Pathophysiology and management of thrombocytopenia in bone marrow failure: possible clinical applications of thrombopoietin receptor agonists in aplastic anemia and myelodysplastic syndromes. | Aplastic Anemia and MDS International Foundation

Pathophysiology and management of thrombocytopenia in bone marrow failure: possible clinical applications of thrombopoietin receptor agonists in aplastic anemia and myelodysplastic syndromes.

PubMed Abstract: 
Original Publication Date: 
Friday, August 30, 2013

Two acquired bone marrow failure syndromes, aplastic anemia and myelodysplastic syndromes (MDS), have in common that one, two, or all three blood cell lineages may be dangerously low. Neutropenia results in infections, anemia in fatigue and exacerbation of heart conditions, and thrombocytopenia in bleeding. Bone marrow transplantation is the only curative treatment for myelodysplasia. Immunosuppression may lead to improvement in aplastic anemia, but bone marrow transplantation is the standard of care for younger patients and those with a good performance status. Not all patients have a suitable donor, and alternative treatment strategies have to be pursued.  Anemia and thrombocytopenia are major causes for complications in both diseases. Blood and platelet transfusions are frequently necessary, but transfusions are expensive and inconvenient.

For many years, growth factors that stimulate the bone marrow to produce white blood cells, in particular neutrophils, and erythropoietin, to stimulate red blood cell production, have been in use with some effect in both aplastic anemia and MDS. More recently two medications that stimulate megakaryocytes to mature and produce platelets have been developed, so- called thrombopoietin receptor (TPOR) agonists. Several studies have now tested these TPOR agonists in patients with aplastic anemia and MDS. Interestingly TPOR is not only expressed on megakaryocytes (the platelet forming cells) but also on bone marrow stem cells that give rise to all blood lineages. This represents an interesting dilemma: the administration of TPOR agonists could enhance not only platelet formation, but also red and white blood cell production, by acting on the stem cell and on megakaryocytes. On the other hand, they could stimulate immature bone marrow cells, such as leukemic precursor cells or blasts to proliferate and worsen the disease.
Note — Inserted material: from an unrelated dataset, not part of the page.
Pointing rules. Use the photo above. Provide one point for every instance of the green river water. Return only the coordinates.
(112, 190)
Careful studies have thus been undertaken in aplastic anemia and low risk MDS to assess the drugs’ benefits and risks. Eltrombopag does not seem to stimulate leukemia blasts based on studies performed on patients’ bone marrow cells in the laboratory. A study at the NIH treating patients with severe aplastic anemia with the TPOR agonist eltrombopag has yielded promising results: 11 out of 25 patients had a response with improvement in all 3 lineages. 9 out of 11 patients became transfusion-independent for platelets. Red blood cell responses occurred in 6/11 and neutrophil responses in 9/11 patients. No increase in bone marrow blasts, fibrosis, or leukemia was observed in the patients. With these promising results, additional studies in aplastic anemia and MDS are now ongoing, testing eltrombopag in combination with other standard treatments. If benefits indeed outweigh risks, treatment with eltrombopag may greatly improve quality of life and outcomes in patients with aplastic anemia and MDS.